Nato a Trevico (Avellino), poco dopo la nascita si trasferisce con la famiglia a Roma, nel rione Esquilino, dove cresce e frequenta il Liceo classico Pilo Albertelli. Appena quindicenne disegnava vignette che portava alle riviste umoristiche Marc’Aurelio e Il Travaso delle Idee. Dopo la laurea in Giurisprudenza, a partire dagli anni Cinquanta comincia a scrivere sceneggiature di commedie all’italiana, spesso in coppia con Ruggero Maccari.
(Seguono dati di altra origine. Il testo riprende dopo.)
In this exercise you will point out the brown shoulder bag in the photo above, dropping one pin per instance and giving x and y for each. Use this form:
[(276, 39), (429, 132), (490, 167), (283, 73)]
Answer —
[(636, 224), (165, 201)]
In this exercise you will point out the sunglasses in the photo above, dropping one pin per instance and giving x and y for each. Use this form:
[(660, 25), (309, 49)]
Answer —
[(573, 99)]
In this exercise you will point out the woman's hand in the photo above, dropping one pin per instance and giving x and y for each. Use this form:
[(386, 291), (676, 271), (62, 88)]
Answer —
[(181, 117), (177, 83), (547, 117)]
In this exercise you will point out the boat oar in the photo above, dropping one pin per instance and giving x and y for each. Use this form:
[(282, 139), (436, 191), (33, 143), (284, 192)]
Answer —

Dalla fine degli anni Quaranta collabora scrivendo i testi per diverse trasmissioni di varietà sia radiofonici che televisivi della Rai, tra l’altro è coautore delle scenette settimanali interpretate da Alberto Sordi, tra cui il Conte Claro e Mario Pio.

Il suo esordio alla regia

Esordisce alla regia nel 1964, ma il suo primo grande successo lo conseguirà quattro anni dopo dirigendo Alberto Sordi, Nino Manfredi e Bernard Blier in Riusciranno i nostri eroi a ritrovare l’amico misteriosamente scomparso in Africa? (1968): con Sordi lavorerà solo altre tre volte, in un paio di episodi del collettivo I nuovi mostri (1977) e nei film La più bella serata della mia vita (1972) e Romanzo di un giovane povero (1995). Il commissario Pepe (1969) e Dramma della gelosia (tutti i particolari in cronaca) (1970) traghettano Scola nel decennio più importante della sua carriera.
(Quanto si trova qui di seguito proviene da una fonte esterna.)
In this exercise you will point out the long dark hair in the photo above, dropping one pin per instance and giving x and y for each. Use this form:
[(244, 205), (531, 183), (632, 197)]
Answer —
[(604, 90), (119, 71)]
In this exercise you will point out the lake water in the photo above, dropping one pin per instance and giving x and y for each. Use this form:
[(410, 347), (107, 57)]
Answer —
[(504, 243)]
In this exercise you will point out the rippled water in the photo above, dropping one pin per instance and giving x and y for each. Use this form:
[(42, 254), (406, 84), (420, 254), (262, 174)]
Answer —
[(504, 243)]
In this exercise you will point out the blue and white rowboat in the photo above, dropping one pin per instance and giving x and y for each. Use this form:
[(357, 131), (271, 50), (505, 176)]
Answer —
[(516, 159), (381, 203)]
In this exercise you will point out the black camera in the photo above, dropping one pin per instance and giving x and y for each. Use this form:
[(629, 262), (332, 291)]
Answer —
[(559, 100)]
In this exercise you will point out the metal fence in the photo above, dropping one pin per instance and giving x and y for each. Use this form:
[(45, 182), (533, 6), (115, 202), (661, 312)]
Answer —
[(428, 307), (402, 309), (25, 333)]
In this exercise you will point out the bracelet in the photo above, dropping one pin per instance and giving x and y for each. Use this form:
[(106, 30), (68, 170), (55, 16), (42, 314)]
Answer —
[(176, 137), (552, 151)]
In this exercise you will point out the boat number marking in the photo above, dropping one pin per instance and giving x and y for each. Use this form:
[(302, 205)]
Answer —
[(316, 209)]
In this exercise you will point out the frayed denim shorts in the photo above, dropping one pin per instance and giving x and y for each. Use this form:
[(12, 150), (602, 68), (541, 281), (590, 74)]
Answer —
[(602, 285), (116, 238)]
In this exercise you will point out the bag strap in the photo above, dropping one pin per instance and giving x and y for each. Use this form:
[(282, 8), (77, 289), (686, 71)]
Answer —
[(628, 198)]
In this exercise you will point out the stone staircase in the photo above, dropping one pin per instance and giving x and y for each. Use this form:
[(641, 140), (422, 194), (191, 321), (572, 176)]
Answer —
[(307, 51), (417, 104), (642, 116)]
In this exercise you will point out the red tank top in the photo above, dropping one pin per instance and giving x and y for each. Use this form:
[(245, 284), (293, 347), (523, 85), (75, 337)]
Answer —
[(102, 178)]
I premi e le nomination all’Oscar

Nel corso della sua carriera ha vinto otto David di Donatello e ha ricevuto quattro candidature al Premio Oscar per il miglior film straniero: nel 1977 per Una giornata particolare; nel 1978 per I nuovi mostri; nel 1983 per Ballando ballando e nel 1987 per La famiglia.